Apart from deeply ingrained hate, marketing fear is what got Bolsonaro elected. The setup was quite similar to the United States elections of 2016. On one side, a left-wing career politician. On the other, a military-like male figure that “refuses” to play by the rules. In Brazil, many people stopped believing in the democratic institutions. For someone that fears losing their jobs to immigration, generalized corruption, or “the commies,” the ironic decision to vote for anti-politics may seem logical. Bolsonaro’s strong figure is the antithesis of democracy, and yet he appealed to the media-fabricated, fear-induced, misinformed concerns of many Brazilians. To them, it was a logical decision to vote for a man who will allow everyone to buy their own firearm.

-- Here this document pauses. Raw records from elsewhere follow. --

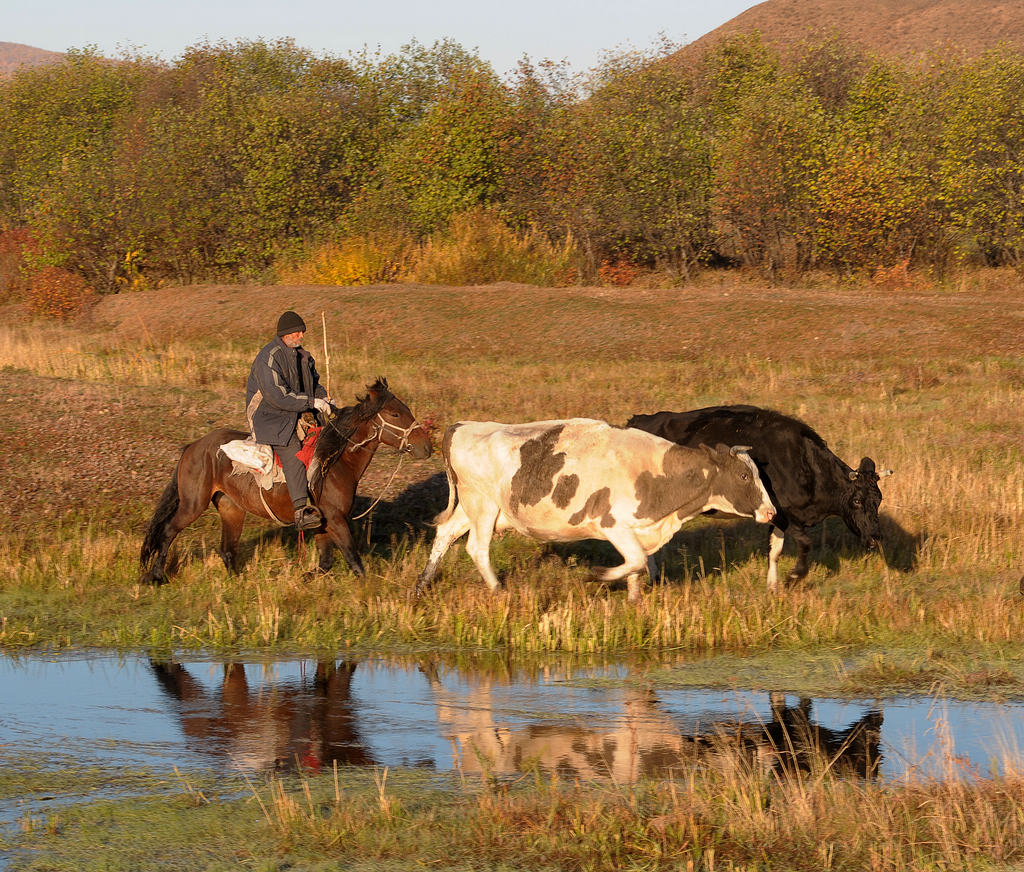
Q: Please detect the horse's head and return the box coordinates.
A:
[371,386,433,461]
[311,377,432,486]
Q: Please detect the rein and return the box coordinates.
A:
[348,411,420,453]
[319,411,420,521]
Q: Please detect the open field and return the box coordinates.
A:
[0,274,1024,696]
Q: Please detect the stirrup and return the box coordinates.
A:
[295,504,324,530]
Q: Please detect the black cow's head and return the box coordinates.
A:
[700,443,775,524]
[842,457,893,548]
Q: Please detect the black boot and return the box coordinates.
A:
[295,503,324,530]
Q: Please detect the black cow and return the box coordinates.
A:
[626,405,892,591]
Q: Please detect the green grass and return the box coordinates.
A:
[9,744,1024,872]
[0,282,1024,693]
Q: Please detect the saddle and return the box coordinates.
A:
[220,427,323,490]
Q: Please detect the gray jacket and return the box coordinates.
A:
[246,337,327,445]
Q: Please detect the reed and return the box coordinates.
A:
[239,744,1024,872]
[0,282,1024,687]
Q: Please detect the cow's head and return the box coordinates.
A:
[841,457,893,548]
[700,443,775,524]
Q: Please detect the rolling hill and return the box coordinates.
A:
[0,42,63,78]
[674,0,1024,59]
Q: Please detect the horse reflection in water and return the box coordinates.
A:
[150,660,375,772]
[421,665,882,783]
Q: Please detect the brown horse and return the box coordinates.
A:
[139,378,431,584]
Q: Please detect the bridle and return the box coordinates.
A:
[348,411,420,453]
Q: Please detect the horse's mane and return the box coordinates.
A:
[309,376,393,498]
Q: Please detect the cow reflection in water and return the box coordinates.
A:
[421,666,882,783]
[150,660,375,772]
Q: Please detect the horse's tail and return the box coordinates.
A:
[432,439,459,527]
[138,460,181,569]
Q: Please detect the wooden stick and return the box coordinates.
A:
[321,310,331,399]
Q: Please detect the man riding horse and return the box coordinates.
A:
[246,310,332,530]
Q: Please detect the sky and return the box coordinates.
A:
[8,0,756,75]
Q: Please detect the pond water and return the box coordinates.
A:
[0,654,1024,783]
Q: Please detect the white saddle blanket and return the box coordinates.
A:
[220,438,274,475]
[220,437,285,490]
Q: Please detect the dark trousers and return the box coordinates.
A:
[273,433,309,509]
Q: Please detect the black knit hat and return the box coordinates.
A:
[278,309,306,336]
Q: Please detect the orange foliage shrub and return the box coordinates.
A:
[0,228,39,302]
[597,258,640,288]
[871,258,931,292]
[29,266,95,318]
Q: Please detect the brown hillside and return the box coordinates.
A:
[677,0,1024,59]
[0,42,63,78]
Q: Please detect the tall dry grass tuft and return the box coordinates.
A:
[278,231,416,286]
[404,209,578,287]
[253,743,1024,872]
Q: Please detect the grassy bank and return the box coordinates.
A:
[6,747,1024,872]
[0,276,1024,692]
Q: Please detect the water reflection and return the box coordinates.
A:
[150,660,376,771]
[0,657,1024,783]
[423,666,882,783]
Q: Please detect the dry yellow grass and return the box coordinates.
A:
[0,273,1024,678]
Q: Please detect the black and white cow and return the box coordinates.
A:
[626,405,892,591]
[417,418,775,600]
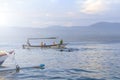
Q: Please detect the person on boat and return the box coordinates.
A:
[53,42,56,45]
[60,39,63,45]
[40,42,43,46]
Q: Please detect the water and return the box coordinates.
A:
[0,42,120,80]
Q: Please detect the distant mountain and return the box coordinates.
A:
[0,22,120,42]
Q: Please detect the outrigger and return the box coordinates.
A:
[22,37,67,49]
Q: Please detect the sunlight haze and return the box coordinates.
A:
[0,0,120,28]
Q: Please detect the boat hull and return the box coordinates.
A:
[23,44,67,49]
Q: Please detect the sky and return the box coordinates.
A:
[0,0,120,28]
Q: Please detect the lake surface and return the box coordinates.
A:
[0,42,120,80]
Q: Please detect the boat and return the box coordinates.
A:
[22,37,67,49]
[0,51,14,66]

However, it is not logical. It is not logical to vote for a person that praised the most feared torturer of the 1964 Military Dictatorship. The military dictatorship ended in 1985, but despite its recency, many seem to have forgotten what real terror looks like. Bolsonaro didn’t win on logic; he won on emotion, on fear, and on fragility.

Bolsonaro vowed to end corruption, fight violence with violence, and save the economy. There is no real plan. Much like Trump up here, people say that he sounds “honest” because he speaks his mind. They both use and abuse the media to lie repeatedly and convince their electorate on an emotional level. If it is repeated enough, people will genuinely believe that schools make children queer, that the communists are trying to “abolish development,” and that hairy feminists will force you to abort a new fetus every couple of months. It is supposed to gross you out, to wake you up from the inertia of your sofa, even if you don’t believe in what he says. Bolsonaro’s secret is to manipulate the public imagination. He defends “traditional values” that capitalize on people’s nostalgia of an imaginary past they’ve never had, all while juxtaposing it to an equally imaginary catastrophic future. It works.

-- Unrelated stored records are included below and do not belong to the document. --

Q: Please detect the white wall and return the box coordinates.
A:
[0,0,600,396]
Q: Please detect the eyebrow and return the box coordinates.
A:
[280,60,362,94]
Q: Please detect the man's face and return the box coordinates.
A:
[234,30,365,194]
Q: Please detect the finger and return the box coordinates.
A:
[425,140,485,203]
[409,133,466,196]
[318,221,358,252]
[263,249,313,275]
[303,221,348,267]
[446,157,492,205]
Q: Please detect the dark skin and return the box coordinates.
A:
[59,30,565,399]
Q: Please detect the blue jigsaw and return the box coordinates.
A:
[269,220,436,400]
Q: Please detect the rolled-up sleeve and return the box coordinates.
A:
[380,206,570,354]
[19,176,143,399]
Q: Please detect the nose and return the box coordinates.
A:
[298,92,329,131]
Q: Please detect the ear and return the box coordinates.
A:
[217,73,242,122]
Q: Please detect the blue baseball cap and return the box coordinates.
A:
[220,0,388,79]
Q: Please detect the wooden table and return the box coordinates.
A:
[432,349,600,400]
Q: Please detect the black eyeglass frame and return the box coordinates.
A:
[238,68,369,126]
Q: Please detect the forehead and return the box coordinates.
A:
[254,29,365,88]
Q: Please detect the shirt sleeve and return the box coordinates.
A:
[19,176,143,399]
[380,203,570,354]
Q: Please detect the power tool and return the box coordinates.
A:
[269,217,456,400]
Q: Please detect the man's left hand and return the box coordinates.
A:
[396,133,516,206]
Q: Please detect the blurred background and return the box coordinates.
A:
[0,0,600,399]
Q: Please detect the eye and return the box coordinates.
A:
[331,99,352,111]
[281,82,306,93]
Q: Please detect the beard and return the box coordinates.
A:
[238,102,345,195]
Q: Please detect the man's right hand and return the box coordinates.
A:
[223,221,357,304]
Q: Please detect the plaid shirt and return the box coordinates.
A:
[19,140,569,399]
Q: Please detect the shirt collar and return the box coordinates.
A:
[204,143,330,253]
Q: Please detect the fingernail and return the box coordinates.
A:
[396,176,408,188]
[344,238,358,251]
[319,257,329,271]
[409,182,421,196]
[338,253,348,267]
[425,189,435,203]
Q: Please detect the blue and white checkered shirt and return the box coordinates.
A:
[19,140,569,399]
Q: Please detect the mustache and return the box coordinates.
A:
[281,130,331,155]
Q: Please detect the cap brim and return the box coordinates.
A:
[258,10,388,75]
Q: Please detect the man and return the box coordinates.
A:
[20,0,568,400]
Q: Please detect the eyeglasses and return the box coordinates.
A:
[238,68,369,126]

Similarly to Trump, Bolsonaro won because he blamed the enemy. A quick scroll through social media for me and I can see his followers calling the opposition dirty scum, rats, communists, pigs, criminals, addicts, bums, gay slurs, gendered insults, and monkeys. The resemblance to the Nazi rise to power is not a mere coincidence.

It shocks me to see that we are almost in the 20s again and nothing has radically changed. Keep an eye out for fascism, not only in Brazil but worldwide. Times are truly changing, and they are changing fast.